The Web Viewer Integrations library is a file meant for anyone’s use in their own learning and as a resource for deeper, richer functionality to any custom app. But it does take a moment to walk through to learn how it is set up.

The library is set up to give you the ability to find an integration that you need and push it into your own custom app with very little effort. As a test, I was able to push the photo album into a client’s app in about 30 minutes. That time includes setting up the table structure, importing the code and revising the script for the specific app. One-half hour is not bad for a slick-looking photo album.

Let’s walk through the file and let me acquaint you with it.

Let Me Be Your Guide


After picking an integration from the dashboard, you’re presented with the demo or the code view (see Figure 1).

The demo view provides you with a complete look at the end result, and in many cases, it fully interacts with the sample FileMaker data. For example, on the Calendar integration, you can click on an appointment and modify the time, date or category. If there’s a + button on the menu bar, you can create a new record and watch it appear.

The code view shows how the integration is set up. Here is where you’ll spend the most time learning about an integration, manipulating it, and pushing it to your custom app. Let’s take a close look at the code view (see Figure 2).
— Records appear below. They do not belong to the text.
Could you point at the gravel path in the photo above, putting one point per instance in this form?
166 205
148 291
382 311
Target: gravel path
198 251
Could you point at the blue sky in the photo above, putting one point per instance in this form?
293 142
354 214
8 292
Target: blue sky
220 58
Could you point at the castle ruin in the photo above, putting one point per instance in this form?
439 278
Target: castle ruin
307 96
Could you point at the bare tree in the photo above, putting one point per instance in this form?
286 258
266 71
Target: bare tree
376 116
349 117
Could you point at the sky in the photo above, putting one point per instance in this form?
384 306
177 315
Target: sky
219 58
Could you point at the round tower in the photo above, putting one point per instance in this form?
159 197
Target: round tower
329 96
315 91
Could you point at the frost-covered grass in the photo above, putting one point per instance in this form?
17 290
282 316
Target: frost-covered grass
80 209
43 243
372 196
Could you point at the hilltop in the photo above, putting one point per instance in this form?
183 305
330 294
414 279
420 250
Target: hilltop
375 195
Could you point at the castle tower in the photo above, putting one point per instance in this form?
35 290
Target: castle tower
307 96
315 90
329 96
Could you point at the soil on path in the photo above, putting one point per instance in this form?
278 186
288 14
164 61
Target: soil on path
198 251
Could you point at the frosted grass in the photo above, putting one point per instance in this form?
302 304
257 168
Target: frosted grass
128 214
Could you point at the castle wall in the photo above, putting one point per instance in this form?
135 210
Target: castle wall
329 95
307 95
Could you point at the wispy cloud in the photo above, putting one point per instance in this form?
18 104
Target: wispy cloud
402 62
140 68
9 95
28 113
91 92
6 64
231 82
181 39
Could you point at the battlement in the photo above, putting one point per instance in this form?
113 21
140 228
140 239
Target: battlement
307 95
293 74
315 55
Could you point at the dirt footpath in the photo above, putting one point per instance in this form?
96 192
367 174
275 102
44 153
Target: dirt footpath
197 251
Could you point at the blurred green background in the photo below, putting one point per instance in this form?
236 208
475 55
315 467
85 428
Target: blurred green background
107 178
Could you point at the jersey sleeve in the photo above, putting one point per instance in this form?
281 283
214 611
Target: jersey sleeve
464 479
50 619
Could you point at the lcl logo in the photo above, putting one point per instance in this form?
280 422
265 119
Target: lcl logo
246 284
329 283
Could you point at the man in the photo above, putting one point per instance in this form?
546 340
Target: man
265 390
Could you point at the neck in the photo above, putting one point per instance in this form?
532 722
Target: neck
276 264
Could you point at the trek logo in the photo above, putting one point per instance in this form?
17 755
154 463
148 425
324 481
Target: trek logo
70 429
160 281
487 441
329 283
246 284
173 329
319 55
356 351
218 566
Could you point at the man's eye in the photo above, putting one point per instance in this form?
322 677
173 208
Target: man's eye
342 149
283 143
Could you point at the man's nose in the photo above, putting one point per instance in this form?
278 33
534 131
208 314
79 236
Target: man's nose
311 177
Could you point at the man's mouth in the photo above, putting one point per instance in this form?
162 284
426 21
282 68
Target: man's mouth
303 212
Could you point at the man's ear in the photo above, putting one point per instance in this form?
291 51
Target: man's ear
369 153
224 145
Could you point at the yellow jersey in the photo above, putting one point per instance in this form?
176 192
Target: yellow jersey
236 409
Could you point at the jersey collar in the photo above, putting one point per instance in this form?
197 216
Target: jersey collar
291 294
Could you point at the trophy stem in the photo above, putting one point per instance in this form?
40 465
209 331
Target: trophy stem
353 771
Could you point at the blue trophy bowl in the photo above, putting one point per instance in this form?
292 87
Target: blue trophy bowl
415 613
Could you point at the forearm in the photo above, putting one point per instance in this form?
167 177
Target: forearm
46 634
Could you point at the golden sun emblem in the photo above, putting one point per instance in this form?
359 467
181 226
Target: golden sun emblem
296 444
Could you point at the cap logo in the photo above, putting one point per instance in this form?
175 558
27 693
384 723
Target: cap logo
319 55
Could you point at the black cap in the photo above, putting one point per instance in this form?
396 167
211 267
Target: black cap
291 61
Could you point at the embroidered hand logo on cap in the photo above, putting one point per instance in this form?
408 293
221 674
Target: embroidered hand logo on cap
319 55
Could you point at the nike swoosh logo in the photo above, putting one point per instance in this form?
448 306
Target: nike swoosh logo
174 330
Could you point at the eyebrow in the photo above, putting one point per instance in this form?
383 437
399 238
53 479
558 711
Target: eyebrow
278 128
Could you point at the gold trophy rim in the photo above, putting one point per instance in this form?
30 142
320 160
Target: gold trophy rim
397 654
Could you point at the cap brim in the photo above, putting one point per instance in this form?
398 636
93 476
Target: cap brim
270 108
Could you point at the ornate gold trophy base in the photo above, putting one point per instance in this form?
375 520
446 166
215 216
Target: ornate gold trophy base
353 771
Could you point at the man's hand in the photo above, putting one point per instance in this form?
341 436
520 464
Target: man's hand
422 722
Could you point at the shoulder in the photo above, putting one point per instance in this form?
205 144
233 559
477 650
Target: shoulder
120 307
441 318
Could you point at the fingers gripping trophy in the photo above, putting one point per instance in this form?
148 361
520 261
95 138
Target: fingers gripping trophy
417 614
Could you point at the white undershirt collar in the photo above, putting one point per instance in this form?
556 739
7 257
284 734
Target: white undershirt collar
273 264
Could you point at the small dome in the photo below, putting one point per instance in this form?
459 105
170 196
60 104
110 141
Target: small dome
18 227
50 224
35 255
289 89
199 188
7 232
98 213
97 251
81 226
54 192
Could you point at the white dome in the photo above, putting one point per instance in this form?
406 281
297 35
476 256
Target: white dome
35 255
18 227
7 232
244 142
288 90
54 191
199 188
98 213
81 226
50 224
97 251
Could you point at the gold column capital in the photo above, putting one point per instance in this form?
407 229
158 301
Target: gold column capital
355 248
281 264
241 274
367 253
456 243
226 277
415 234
Web Viewer Integration Library - Dashboard Options

Figure 1. Dashboard Options (click image to enlarge).

Code view

Figure 2. Code View (click image to enlarge).

On the left, tabs hold information about this integration.

  • Notes Tab: A description of the integration, developer notes and a guide to the scripting needed to gather data or perform a callback function inside the web viewer.
  • Code Tab: This tab gives you access to the HTML, CSS, and JS text that is needed for the integration.
  • Final HTML Tab: The complete code after all components have been gathered together.
  • Source Tab: An area where the source is listed as well as some helpful resources.

Menu Bar

In the upper right is the menu bar which provides more navigation and more functionality (see Figure 3).

Menu bar

Figure 3. Menu Bar (click image to enlarge).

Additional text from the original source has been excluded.